# 4mm Beer Line Length



## davelovesbeer (5/8/10)

I am just setting up my new beer fridge, 4 tap font on top of a chest freezer. I am trying to work out the length of beer line required. I am struggling to find anything with reference to 4mm line. Does anyone out there use 4mm that can give me an idea, as I dont want to stuff it up by cutting too short initially as it was a bugger to plumb the font the first time.


----------



## felon (5/8/10)

4mm line sounds very small. 5mm line requires very short lengths compared to 6mm.


----------



## felon (5/8/10)

At the bottom of this is a spreadsheet for balancing systems.
http://www.aussiehomebrewer.com/forum//ind...;showarticle=24


----------



## Verbyla (5/8/10)

I have 4mm beer lines and was told .5m-2m is fine


----------



## Pennywise (5/8/10)

Is that 4mm OD or 4mm ID? It's the ID that matters.
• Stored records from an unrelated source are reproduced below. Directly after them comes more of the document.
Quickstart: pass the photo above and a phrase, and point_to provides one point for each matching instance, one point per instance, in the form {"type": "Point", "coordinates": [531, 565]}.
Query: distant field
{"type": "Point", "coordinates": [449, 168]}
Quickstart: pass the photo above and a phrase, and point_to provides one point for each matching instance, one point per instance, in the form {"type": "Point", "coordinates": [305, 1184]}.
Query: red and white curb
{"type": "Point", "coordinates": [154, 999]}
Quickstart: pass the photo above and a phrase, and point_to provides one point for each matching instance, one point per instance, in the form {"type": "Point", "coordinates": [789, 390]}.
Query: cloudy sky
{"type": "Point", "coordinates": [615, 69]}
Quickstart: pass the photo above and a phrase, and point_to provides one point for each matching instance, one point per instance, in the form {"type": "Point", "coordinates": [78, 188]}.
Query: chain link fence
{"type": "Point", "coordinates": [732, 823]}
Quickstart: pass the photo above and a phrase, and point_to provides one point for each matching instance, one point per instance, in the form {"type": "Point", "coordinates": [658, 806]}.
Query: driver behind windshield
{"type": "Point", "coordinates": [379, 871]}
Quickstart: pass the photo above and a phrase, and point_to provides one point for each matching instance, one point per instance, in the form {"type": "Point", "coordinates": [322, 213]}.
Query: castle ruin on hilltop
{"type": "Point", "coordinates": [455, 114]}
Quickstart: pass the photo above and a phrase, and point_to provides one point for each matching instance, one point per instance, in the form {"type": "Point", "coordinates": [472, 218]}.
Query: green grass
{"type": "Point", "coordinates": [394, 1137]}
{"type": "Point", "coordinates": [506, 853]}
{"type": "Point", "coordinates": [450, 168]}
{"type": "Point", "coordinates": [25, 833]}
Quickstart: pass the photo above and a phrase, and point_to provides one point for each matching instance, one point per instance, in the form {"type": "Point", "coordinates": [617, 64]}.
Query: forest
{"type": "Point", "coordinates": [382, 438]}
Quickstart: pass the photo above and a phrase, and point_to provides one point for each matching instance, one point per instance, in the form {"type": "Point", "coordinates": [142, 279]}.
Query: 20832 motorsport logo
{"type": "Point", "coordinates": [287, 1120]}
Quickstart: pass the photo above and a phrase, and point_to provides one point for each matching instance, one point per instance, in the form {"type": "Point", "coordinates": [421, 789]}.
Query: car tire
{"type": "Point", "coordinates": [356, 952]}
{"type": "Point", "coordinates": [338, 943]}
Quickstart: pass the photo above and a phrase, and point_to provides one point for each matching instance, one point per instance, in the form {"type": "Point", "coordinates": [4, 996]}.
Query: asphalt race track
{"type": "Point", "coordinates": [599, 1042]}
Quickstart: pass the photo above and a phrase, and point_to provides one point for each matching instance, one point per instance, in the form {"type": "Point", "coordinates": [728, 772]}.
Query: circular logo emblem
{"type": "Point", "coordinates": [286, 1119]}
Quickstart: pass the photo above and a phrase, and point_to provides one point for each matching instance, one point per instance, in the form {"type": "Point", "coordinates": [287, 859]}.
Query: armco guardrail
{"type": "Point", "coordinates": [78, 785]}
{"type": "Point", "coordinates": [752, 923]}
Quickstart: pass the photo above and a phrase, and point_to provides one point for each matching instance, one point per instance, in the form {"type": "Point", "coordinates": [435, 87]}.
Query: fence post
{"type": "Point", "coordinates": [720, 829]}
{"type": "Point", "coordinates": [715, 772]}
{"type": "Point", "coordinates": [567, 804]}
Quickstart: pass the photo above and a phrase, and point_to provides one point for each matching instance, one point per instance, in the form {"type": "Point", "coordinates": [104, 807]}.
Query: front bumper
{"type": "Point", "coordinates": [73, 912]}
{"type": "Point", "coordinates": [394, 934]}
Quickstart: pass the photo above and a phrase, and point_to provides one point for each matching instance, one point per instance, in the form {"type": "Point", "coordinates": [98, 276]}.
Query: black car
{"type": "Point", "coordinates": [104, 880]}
Just start 2m long and cut 100mm off till you reach a happy point


----------



## davelovesbeer (6/8/10)

4mm ID. This is what was originally on the font, so I replaced it with the same stuff.
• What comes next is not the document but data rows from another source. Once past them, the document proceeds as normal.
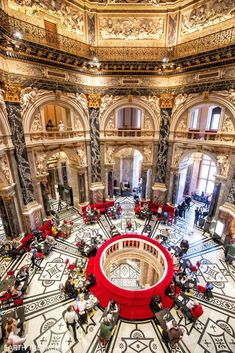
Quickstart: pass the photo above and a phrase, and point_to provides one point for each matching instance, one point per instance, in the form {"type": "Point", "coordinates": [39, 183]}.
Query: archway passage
{"type": "Point", "coordinates": [127, 171]}
{"type": "Point", "coordinates": [134, 304]}
{"type": "Point", "coordinates": [197, 175]}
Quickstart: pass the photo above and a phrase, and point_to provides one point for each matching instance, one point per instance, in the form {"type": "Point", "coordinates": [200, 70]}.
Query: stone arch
{"type": "Point", "coordinates": [213, 99]}
{"type": "Point", "coordinates": [188, 153]}
{"type": "Point", "coordinates": [4, 125]}
{"type": "Point", "coordinates": [136, 103]}
{"type": "Point", "coordinates": [63, 100]}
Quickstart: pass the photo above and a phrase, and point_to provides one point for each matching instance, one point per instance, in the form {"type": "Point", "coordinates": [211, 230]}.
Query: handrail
{"type": "Point", "coordinates": [42, 36]}
{"type": "Point", "coordinates": [39, 35]}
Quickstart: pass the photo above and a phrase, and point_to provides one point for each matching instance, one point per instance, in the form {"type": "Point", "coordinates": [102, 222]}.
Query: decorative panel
{"type": "Point", "coordinates": [95, 144]}
{"type": "Point", "coordinates": [131, 28]}
{"type": "Point", "coordinates": [14, 116]}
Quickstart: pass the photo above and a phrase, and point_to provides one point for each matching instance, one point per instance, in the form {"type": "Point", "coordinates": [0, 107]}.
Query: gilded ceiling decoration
{"type": "Point", "coordinates": [131, 28]}
{"type": "Point", "coordinates": [209, 13]}
{"type": "Point", "coordinates": [69, 15]}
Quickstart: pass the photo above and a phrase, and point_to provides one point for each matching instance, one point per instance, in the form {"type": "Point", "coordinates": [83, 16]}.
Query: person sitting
{"type": "Point", "coordinates": [112, 307]}
{"type": "Point", "coordinates": [170, 291]}
{"type": "Point", "coordinates": [81, 305]}
{"type": "Point", "coordinates": [49, 125]}
{"type": "Point", "coordinates": [175, 334]}
{"type": "Point", "coordinates": [69, 288]}
{"type": "Point", "coordinates": [105, 330]}
{"type": "Point", "coordinates": [208, 290]}
{"type": "Point", "coordinates": [184, 245]}
{"type": "Point", "coordinates": [195, 311]}
{"type": "Point", "coordinates": [156, 303]}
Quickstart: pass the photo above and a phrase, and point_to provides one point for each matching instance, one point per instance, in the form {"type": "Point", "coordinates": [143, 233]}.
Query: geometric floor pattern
{"type": "Point", "coordinates": [46, 331]}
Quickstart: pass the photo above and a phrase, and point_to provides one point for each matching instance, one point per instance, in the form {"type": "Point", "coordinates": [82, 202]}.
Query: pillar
{"type": "Point", "coordinates": [31, 210]}
{"type": "Point", "coordinates": [159, 188]}
{"type": "Point", "coordinates": [144, 183]}
{"type": "Point", "coordinates": [97, 187]}
{"type": "Point", "coordinates": [8, 209]}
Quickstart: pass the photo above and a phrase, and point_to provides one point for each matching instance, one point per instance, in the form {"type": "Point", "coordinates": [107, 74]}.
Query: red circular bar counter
{"type": "Point", "coordinates": [134, 304]}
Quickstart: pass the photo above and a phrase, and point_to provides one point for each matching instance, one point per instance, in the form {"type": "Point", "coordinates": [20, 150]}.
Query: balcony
{"type": "Point", "coordinates": [213, 136]}
{"type": "Point", "coordinates": [129, 133]}
{"type": "Point", "coordinates": [54, 135]}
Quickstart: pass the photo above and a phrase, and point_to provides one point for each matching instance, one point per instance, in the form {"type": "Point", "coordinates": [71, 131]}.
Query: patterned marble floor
{"type": "Point", "coordinates": [46, 331]}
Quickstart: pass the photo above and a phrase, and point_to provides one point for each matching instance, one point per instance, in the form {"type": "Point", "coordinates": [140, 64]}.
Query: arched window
{"type": "Point", "coordinates": [129, 118]}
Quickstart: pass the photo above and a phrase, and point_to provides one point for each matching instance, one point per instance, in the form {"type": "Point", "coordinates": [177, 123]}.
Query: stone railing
{"type": "Point", "coordinates": [54, 135]}
{"type": "Point", "coordinates": [39, 35]}
{"type": "Point", "coordinates": [205, 136]}
{"type": "Point", "coordinates": [128, 133]}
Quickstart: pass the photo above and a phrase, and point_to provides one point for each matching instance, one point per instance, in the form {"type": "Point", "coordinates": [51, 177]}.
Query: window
{"type": "Point", "coordinates": [213, 118]}
{"type": "Point", "coordinates": [194, 121]}
{"type": "Point", "coordinates": [129, 118]}
{"type": "Point", "coordinates": [206, 175]}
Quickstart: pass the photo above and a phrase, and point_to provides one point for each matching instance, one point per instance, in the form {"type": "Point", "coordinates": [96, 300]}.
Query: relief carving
{"type": "Point", "coordinates": [178, 152]}
{"type": "Point", "coordinates": [213, 12]}
{"type": "Point", "coordinates": [153, 102]}
{"type": "Point", "coordinates": [2, 102]}
{"type": "Point", "coordinates": [131, 28]}
{"type": "Point", "coordinates": [70, 17]}
{"type": "Point", "coordinates": [222, 160]}
{"type": "Point", "coordinates": [5, 169]}
{"type": "Point", "coordinates": [40, 163]}
{"type": "Point", "coordinates": [109, 154]}
{"type": "Point", "coordinates": [77, 123]}
{"type": "Point", "coordinates": [81, 152]}
{"type": "Point", "coordinates": [28, 96]}
{"type": "Point", "coordinates": [37, 123]}
{"type": "Point", "coordinates": [147, 154]}
{"type": "Point", "coordinates": [227, 125]}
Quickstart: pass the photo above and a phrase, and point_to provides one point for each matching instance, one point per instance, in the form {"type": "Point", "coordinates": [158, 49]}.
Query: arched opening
{"type": "Point", "coordinates": [127, 171]}
{"type": "Point", "coordinates": [59, 180]}
{"type": "Point", "coordinates": [197, 176]}
{"type": "Point", "coordinates": [205, 118]}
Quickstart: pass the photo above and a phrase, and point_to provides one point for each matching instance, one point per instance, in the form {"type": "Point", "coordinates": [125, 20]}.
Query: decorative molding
{"type": "Point", "coordinates": [94, 100]}
{"type": "Point", "coordinates": [166, 100]}
{"type": "Point", "coordinates": [12, 93]}
{"type": "Point", "coordinates": [131, 28]}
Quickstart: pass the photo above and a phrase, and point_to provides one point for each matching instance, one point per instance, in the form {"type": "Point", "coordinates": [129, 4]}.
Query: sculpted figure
{"type": "Point", "coordinates": [223, 164]}
{"type": "Point", "coordinates": [4, 169]}
{"type": "Point", "coordinates": [109, 154]}
{"type": "Point", "coordinates": [40, 163]}
{"type": "Point", "coordinates": [82, 156]}
{"type": "Point", "coordinates": [148, 154]}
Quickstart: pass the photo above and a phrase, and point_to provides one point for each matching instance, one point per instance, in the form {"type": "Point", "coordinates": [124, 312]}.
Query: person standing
{"type": "Point", "coordinates": [71, 318]}
{"type": "Point", "coordinates": [197, 214]}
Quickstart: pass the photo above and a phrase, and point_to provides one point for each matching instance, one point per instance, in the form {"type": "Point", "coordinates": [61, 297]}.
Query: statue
{"type": "Point", "coordinates": [82, 156]}
{"type": "Point", "coordinates": [147, 154]}
{"type": "Point", "coordinates": [227, 125]}
{"type": "Point", "coordinates": [109, 154]}
{"type": "Point", "coordinates": [5, 170]}
{"type": "Point", "coordinates": [40, 165]}
{"type": "Point", "coordinates": [222, 164]}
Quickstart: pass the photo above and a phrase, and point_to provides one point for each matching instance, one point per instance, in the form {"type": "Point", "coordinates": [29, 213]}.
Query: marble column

I have also read anywhere between 0.5 and 2m, just thought someone might be able to narrow it down a bit before I spend the day trying, although good excuse to have to have a beer, if an excuse is needed


----------



## JestersDarts (6/8/10)

felon said:


> At the bottom of this is a spreadsheet for balancing systems.
> http://www.aussiehomebrewer.com/forum//ind...;showarticle=24


----------



## crozdog (6/8/10)

good to see that my spreadsheet is still getting used. 
 
I created it to help with calculating a balanced system as the formula etc you find are all in imperial measurements. If you don't care about setting up a balanced system, start at 2m & work down from there as previously suggested.

beers

crozdog


----------



## felon (6/8/10)

Thanks for the spreadsheet crozdog. I know a few friends of mine have found it usefull.


----------



## justsomeguy (6/8/10)

I use around 1.5m of 4mm ID line. Works a treat.

garyd


----------



## PistolPatch (7/8/10)

Would love to see the number of downloads on that spreadsheet of yours Crozdog. Must be thousands!
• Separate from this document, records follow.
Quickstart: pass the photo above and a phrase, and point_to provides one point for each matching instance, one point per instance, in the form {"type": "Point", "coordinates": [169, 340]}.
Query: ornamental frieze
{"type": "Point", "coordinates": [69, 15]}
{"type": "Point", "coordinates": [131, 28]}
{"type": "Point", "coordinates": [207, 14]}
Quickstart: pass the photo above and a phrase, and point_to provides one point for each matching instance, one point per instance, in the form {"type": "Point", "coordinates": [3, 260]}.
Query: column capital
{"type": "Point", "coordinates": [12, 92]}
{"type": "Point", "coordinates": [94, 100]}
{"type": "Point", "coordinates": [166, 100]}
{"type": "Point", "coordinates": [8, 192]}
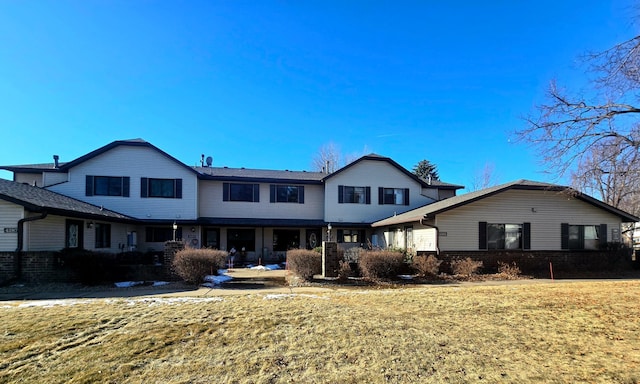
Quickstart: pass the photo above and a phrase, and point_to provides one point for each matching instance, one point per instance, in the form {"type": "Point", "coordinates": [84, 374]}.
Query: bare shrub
{"type": "Point", "coordinates": [192, 265]}
{"type": "Point", "coordinates": [508, 271]}
{"type": "Point", "coordinates": [380, 264]}
{"type": "Point", "coordinates": [304, 263]}
{"type": "Point", "coordinates": [426, 265]}
{"type": "Point", "coordinates": [344, 270]}
{"type": "Point", "coordinates": [465, 267]}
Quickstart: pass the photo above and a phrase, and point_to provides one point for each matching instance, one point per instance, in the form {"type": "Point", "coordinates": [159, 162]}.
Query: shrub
{"type": "Point", "coordinates": [465, 267]}
{"type": "Point", "coordinates": [426, 265]}
{"type": "Point", "coordinates": [192, 265]}
{"type": "Point", "coordinates": [304, 263]}
{"type": "Point", "coordinates": [380, 264]}
{"type": "Point", "coordinates": [508, 271]}
{"type": "Point", "coordinates": [344, 270]}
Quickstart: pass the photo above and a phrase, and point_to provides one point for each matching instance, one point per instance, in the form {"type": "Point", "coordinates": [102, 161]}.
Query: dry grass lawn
{"type": "Point", "coordinates": [560, 332]}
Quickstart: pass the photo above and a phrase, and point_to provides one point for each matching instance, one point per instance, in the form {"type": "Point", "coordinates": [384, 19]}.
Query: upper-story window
{"type": "Point", "coordinates": [241, 192]}
{"type": "Point", "coordinates": [107, 186]}
{"type": "Point", "coordinates": [287, 194]}
{"type": "Point", "coordinates": [393, 196]}
{"type": "Point", "coordinates": [354, 195]}
{"type": "Point", "coordinates": [165, 188]}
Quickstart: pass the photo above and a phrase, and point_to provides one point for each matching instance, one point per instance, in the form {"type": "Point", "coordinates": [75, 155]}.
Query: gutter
{"type": "Point", "coordinates": [437, 233]}
{"type": "Point", "coordinates": [18, 258]}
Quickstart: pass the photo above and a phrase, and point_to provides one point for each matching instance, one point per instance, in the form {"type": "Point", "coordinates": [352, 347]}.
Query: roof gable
{"type": "Point", "coordinates": [37, 199]}
{"type": "Point", "coordinates": [375, 157]}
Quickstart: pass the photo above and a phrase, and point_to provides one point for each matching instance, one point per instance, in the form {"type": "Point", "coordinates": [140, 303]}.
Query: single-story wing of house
{"type": "Point", "coordinates": [513, 218]}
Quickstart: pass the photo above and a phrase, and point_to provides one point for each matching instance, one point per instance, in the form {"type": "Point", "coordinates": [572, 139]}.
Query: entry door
{"type": "Point", "coordinates": [74, 234]}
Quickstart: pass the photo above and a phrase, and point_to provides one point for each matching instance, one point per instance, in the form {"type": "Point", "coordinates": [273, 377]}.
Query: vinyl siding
{"type": "Point", "coordinates": [9, 215]}
{"type": "Point", "coordinates": [46, 235]}
{"type": "Point", "coordinates": [515, 207]}
{"type": "Point", "coordinates": [136, 163]}
{"type": "Point", "coordinates": [374, 174]}
{"type": "Point", "coordinates": [212, 205]}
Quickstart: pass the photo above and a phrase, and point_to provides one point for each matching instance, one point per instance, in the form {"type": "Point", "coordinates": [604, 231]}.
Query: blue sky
{"type": "Point", "coordinates": [265, 84]}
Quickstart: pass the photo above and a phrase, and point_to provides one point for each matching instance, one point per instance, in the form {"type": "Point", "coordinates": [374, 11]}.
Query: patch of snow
{"type": "Point", "coordinates": [268, 267]}
{"type": "Point", "coordinates": [216, 280]}
{"type": "Point", "coordinates": [128, 284]}
{"type": "Point", "coordinates": [281, 296]}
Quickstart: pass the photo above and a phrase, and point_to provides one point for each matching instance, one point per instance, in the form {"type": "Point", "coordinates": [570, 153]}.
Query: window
{"type": "Point", "coordinates": [162, 234]}
{"type": "Point", "coordinates": [286, 239]}
{"type": "Point", "coordinates": [504, 236]}
{"type": "Point", "coordinates": [107, 186]}
{"type": "Point", "coordinates": [241, 192]}
{"type": "Point", "coordinates": [354, 195]}
{"type": "Point", "coordinates": [393, 196]}
{"type": "Point", "coordinates": [350, 236]}
{"type": "Point", "coordinates": [287, 194]}
{"type": "Point", "coordinates": [103, 235]}
{"type": "Point", "coordinates": [241, 238]}
{"type": "Point", "coordinates": [583, 236]}
{"type": "Point", "coordinates": [494, 236]}
{"type": "Point", "coordinates": [164, 188]}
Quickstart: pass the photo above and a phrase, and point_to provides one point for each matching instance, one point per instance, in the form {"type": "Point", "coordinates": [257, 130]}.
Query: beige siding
{"type": "Point", "coordinates": [374, 174]}
{"type": "Point", "coordinates": [45, 235]}
{"type": "Point", "coordinates": [545, 210]}
{"type": "Point", "coordinates": [211, 204]}
{"type": "Point", "coordinates": [136, 163]}
{"type": "Point", "coordinates": [9, 215]}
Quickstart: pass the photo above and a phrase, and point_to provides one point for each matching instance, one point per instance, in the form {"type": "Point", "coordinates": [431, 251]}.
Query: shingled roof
{"type": "Point", "coordinates": [41, 200]}
{"type": "Point", "coordinates": [460, 200]}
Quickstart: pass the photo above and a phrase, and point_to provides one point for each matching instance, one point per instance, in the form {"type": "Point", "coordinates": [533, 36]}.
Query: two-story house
{"type": "Point", "coordinates": [159, 198]}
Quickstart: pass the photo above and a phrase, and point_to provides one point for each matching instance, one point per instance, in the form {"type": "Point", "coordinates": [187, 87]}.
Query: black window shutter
{"type": "Point", "coordinates": [256, 193]}
{"type": "Point", "coordinates": [526, 236]}
{"type": "Point", "coordinates": [603, 236]}
{"type": "Point", "coordinates": [482, 235]}
{"type": "Point", "coordinates": [225, 191]}
{"type": "Point", "coordinates": [125, 186]}
{"type": "Point", "coordinates": [144, 187]}
{"type": "Point", "coordinates": [89, 186]}
{"type": "Point", "coordinates": [178, 188]}
{"type": "Point", "coordinates": [564, 236]}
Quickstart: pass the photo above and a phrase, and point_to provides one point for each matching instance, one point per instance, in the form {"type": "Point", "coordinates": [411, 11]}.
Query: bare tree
{"type": "Point", "coordinates": [594, 136]}
{"type": "Point", "coordinates": [425, 170]}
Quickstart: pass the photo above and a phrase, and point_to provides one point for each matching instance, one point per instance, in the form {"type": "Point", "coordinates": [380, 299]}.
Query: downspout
{"type": "Point", "coordinates": [437, 234]}
{"type": "Point", "coordinates": [18, 259]}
I have never heard of 4mm inside diameter beer line. Can I ask what the outside diameter is and what you guys are using to join it?

Interesting stuff.


----------



## davelovesbeer (7/8/10)

Yeah thanks for the spreadsheet croz. I used for my fridge a few years ago, and tried this time but as it didnt have the 4mm, I thought I'd ask around.

I did find a couple of resistance figures for 4mm, that came out between 1 and 1.5m, so migt start at around 1.7 and go from there.

The OD is 7mm. The font had short amounts of this when I got it, so I replaced it with the same stuff (I think I got it from Andale), so it would seal properly for the flooded bits.

To get it on the barbs, I found it easiest to put the end in a pot of boiling water on the stove, and leave it there for about a minute with the water boiling. Then get pointy nose pliers, and stretch the hole, shove in the barb, and the hose shrinks back as it cools. I wont tell you how long it took to realise that if I left it in the water boiling, it becomes a 2 minute job


----------



## justsomeguy (7/8/10)

PistolPatch said:


> Would love to see the number of downloads on that spreadsheet of yours Crozdog. Must be thousands!
> 
> I have never heard of 4mm inside diameter beer line. Can I ask what the outside diameter is and what you guys are using to join it?
> 
> Interesting stuff.




Its around 7mm OD. Goes in JG fittings nicely. Brewmart in Bayswater have it though you've got to ask specifically for it. Even though the ID is so small it easy to use as it goes really really soft in boiling water and goes on barbs really easily. I've had nore trouble getting 5 and 6mm ID line on barbs than the 4mm stuff.  

garyd


----------



## crozdog (8/8/10)

Pat, yeah it would be interesting to see  

If anyone can find out the resistance (per metre or foot in kpa or bar) for 4mm beer line I will add it to the table.

Crozdog


----------



## davelovesbeer (8/8/10)

I found 0.72bar/metre. I don't know if it is correct - but just what I found.


----------